Purpose : There are currently no human models of retinal cell engraftment that enable the study of allogenic donor-host cell interactions between healthy and disease cells in a degenerating retina. Our lab has generated chimeric retinal organoids (“chimeroids”) from a mixture of pluripotent stem cell lineages. We hypothesize that our chimeroids represent a novel in vitro human model of retinal cell engraftment in a common USH2A mutant of autosomal recessive retinitis pigmentosa, and will provide a new way to study cell-cell interactions between healthy and disease human retinal cells.

Methods : Chimeroids were generated using patient-derived USH2A mutant iPSCs, which we edited with CRISPR/Cas9 to express nuclear H2B promoter-driven GFP (USH2A-GFP), and H9 ESCs that are lentiviral-transduced to express nuclear H2B promoter-driven RFP (H9-RFP). We combined cultures of undifferentiated H9-RFP and USH2A-GFP cells in various ratios in 2D, alongside single lineage controls. We then differentiated 3D retinal organoids following established protocols. USH2A has a role in photoreceptor (PR) outer segment (OS) maintenance, which is critical to PR cell survival. Chimeroids and control organoids were evaluated for markers of retinal cell fate specification, gene expression, and PR morphology at different stages of organoid development.
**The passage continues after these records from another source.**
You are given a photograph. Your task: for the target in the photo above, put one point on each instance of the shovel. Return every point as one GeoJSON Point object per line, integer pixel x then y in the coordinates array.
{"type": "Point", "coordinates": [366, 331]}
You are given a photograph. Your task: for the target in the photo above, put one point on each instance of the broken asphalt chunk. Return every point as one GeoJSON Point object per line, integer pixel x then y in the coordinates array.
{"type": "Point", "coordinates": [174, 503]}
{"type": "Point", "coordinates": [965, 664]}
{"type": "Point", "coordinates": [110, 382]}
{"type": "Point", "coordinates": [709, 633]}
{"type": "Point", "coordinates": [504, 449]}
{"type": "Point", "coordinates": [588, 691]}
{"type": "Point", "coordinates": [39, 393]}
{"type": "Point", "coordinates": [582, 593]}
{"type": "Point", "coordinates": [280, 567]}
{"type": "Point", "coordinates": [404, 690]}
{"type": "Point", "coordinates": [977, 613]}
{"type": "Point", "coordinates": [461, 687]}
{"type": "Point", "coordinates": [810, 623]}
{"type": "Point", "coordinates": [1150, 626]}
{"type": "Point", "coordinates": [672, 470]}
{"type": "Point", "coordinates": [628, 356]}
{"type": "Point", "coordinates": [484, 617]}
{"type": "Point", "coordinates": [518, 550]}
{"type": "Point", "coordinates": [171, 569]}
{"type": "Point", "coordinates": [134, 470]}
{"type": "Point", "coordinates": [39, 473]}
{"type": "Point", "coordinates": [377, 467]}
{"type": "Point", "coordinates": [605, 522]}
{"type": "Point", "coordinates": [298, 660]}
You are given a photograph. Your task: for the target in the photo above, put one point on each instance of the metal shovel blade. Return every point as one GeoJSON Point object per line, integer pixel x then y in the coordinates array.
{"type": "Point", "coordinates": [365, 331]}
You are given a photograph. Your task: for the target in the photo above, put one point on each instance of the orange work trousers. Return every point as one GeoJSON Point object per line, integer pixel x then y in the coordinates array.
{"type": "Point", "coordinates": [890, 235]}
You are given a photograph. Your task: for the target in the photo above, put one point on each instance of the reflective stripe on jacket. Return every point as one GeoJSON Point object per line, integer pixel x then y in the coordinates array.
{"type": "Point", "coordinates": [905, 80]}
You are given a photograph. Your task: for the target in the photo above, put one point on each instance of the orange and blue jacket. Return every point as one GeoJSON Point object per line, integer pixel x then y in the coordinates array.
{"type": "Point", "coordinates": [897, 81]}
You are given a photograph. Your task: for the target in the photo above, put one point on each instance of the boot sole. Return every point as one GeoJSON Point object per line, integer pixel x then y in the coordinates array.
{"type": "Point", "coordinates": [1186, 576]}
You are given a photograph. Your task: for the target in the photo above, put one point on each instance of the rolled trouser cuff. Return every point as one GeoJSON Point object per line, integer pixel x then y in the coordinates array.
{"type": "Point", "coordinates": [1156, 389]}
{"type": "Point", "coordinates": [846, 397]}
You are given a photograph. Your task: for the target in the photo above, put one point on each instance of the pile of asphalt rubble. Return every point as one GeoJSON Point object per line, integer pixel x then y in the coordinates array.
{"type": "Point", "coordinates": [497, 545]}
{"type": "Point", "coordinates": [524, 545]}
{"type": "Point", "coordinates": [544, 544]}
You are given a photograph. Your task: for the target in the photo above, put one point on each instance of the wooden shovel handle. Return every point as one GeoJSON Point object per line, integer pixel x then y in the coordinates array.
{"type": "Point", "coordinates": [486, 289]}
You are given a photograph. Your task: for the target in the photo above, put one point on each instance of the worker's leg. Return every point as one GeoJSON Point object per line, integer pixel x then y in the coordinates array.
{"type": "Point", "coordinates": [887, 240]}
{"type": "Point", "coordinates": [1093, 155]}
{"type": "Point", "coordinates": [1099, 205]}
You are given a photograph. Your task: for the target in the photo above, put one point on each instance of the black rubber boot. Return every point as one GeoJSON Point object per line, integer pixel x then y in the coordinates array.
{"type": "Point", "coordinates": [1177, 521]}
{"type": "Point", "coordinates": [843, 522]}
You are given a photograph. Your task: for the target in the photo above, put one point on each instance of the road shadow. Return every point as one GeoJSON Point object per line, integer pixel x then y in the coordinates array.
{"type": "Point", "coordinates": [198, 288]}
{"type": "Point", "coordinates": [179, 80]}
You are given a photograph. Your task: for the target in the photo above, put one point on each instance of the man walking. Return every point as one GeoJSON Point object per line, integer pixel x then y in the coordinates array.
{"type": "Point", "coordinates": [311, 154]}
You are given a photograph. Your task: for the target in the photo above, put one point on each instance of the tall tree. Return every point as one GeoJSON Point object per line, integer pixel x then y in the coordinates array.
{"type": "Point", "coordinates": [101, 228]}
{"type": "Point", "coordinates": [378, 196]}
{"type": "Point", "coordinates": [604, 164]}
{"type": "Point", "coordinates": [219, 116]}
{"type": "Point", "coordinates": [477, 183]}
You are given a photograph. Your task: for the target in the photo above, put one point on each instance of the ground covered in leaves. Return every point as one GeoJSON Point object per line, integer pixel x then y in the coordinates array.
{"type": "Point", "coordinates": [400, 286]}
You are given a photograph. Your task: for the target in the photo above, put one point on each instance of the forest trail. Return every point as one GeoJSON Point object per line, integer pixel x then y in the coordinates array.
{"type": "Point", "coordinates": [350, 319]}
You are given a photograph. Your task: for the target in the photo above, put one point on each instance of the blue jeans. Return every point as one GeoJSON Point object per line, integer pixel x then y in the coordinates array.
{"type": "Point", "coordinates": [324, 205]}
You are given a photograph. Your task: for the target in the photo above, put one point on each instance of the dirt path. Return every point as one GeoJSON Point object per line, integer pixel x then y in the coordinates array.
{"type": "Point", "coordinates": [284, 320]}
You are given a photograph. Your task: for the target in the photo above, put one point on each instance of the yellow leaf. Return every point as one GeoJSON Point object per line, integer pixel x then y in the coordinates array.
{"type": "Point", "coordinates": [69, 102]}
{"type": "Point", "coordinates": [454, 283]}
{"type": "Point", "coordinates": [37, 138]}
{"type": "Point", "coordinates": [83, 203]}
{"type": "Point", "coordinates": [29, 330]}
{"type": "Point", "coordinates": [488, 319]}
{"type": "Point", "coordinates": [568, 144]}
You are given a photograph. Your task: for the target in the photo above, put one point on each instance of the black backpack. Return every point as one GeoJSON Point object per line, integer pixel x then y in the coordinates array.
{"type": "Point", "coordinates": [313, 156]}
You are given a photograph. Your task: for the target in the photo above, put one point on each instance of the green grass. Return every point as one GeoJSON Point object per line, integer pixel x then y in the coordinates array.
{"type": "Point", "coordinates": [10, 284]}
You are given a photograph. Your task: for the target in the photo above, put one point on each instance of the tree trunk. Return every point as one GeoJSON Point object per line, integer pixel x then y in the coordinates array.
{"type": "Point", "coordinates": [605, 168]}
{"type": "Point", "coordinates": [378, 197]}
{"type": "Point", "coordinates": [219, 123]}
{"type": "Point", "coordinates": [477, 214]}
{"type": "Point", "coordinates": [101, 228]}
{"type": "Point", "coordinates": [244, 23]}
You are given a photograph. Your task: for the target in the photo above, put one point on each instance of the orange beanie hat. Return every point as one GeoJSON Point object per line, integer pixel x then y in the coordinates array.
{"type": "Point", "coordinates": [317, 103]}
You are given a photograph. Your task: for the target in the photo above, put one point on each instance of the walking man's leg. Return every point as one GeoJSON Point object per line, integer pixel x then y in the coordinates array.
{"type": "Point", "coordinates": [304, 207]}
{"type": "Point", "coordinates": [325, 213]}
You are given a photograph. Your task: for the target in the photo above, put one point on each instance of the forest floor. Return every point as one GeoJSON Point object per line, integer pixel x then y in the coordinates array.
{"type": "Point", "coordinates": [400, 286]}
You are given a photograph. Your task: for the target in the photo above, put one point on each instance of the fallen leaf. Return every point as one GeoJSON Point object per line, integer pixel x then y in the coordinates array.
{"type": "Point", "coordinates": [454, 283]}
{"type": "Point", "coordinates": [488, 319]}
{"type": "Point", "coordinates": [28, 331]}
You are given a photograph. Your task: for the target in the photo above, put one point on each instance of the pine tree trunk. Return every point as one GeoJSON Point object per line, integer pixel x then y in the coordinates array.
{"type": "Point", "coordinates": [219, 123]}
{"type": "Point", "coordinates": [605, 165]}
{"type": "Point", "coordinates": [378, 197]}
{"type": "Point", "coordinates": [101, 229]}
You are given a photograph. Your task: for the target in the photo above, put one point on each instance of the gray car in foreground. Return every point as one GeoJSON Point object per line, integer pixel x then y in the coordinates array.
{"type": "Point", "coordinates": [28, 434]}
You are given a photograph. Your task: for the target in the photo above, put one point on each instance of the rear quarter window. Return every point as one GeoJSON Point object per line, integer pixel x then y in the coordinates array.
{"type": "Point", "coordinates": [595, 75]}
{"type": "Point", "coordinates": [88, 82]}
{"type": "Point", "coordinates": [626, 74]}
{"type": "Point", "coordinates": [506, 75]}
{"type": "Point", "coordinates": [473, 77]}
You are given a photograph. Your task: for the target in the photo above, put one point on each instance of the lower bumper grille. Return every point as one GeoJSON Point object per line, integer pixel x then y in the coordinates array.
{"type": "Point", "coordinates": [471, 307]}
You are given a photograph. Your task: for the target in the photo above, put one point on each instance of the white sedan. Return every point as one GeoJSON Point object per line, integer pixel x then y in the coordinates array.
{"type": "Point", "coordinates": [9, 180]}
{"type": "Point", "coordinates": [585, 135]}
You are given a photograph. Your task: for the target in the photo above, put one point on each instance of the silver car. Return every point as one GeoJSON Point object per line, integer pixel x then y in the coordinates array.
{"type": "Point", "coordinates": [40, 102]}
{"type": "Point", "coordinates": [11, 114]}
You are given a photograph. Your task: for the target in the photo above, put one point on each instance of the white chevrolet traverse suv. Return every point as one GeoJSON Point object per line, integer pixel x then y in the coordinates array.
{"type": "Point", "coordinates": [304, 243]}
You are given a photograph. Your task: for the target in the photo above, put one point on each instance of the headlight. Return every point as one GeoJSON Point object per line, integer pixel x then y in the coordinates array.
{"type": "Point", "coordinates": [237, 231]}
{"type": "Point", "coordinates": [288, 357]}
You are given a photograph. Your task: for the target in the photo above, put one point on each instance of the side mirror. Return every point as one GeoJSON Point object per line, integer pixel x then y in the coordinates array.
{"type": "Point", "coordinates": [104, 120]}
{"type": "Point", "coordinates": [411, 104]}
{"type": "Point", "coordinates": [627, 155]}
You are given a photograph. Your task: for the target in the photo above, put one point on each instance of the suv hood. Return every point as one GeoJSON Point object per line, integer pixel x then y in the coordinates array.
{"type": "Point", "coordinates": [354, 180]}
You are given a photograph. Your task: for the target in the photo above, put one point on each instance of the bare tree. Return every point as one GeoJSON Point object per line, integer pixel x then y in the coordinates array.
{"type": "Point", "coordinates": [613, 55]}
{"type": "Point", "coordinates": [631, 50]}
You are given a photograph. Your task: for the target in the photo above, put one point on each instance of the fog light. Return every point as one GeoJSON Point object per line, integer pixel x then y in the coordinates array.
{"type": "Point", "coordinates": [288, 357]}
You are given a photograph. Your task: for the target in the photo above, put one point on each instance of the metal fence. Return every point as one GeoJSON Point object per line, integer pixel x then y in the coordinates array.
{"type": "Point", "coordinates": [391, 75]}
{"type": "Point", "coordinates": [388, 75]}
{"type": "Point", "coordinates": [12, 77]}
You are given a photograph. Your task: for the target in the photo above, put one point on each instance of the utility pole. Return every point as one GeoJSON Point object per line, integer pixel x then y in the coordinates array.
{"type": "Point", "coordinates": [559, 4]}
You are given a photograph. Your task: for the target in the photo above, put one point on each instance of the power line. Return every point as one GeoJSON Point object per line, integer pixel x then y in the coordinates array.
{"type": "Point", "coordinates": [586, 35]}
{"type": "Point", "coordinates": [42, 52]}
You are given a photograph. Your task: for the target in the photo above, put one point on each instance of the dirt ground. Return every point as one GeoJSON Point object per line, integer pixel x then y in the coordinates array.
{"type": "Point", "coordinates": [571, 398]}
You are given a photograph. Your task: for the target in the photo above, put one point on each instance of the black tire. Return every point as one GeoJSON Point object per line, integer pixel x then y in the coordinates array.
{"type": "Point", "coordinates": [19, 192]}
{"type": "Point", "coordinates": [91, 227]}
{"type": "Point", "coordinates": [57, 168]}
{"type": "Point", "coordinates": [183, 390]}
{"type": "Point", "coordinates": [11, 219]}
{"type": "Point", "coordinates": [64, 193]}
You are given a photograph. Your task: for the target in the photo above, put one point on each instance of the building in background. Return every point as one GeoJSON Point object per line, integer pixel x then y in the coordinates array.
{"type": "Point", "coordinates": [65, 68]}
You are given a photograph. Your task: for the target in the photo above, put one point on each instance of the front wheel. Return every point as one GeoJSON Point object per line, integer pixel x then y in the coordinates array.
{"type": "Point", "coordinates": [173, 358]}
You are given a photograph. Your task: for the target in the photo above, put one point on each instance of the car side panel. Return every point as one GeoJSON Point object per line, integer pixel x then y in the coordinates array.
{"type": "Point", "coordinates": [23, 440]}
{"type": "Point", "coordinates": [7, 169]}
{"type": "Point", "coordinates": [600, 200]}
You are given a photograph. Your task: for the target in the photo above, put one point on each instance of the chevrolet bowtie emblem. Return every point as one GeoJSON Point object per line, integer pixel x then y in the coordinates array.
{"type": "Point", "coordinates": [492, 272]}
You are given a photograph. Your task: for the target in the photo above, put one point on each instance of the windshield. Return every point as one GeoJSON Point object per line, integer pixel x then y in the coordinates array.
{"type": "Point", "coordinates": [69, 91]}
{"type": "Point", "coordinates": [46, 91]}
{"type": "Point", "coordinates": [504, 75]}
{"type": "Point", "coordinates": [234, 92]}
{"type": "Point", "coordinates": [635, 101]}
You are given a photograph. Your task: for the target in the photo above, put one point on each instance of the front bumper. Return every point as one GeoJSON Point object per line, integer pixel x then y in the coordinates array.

Results : USH2A diseased organoids show markedly shorter presumptive OS and lower Rhodopsin (Rho) expression in mature organoids (Week 24) compared with healthy H9 controls. In contrast, chimeroids display longer presumptive OS and Rho levels compared to diseased controls. Restored Rho-expressing USH2A-derived cells within chimeroids can be observed by immunohistochemistry in regions of high mosaicism as well as USH2A-GFP dominated regions. FAC sorting of dissociated chimeroids demonstrates increased Rho gene expression specifically in the USH2A-GFP fraction of chimeroids, relative to USH2A disease controls.

Conclusions : We have generated retinal chimeroids using a patient-derived diseased iPSC line. Ongoing small molecule testing and FAC sorting will allow us to examine the modified properties of healthy and diseased cells in our chimeroids. This may reveal new therapeutic targets. Our modular chimeroid platform may, in principle, be applied to any inherited retinal disease genotype for which human iPSCs and an organoid phenotype exist.

This abstract was presented at the 2024 ARVO Annual Meeting, held in Seattle, WA, May 5-9, 2024.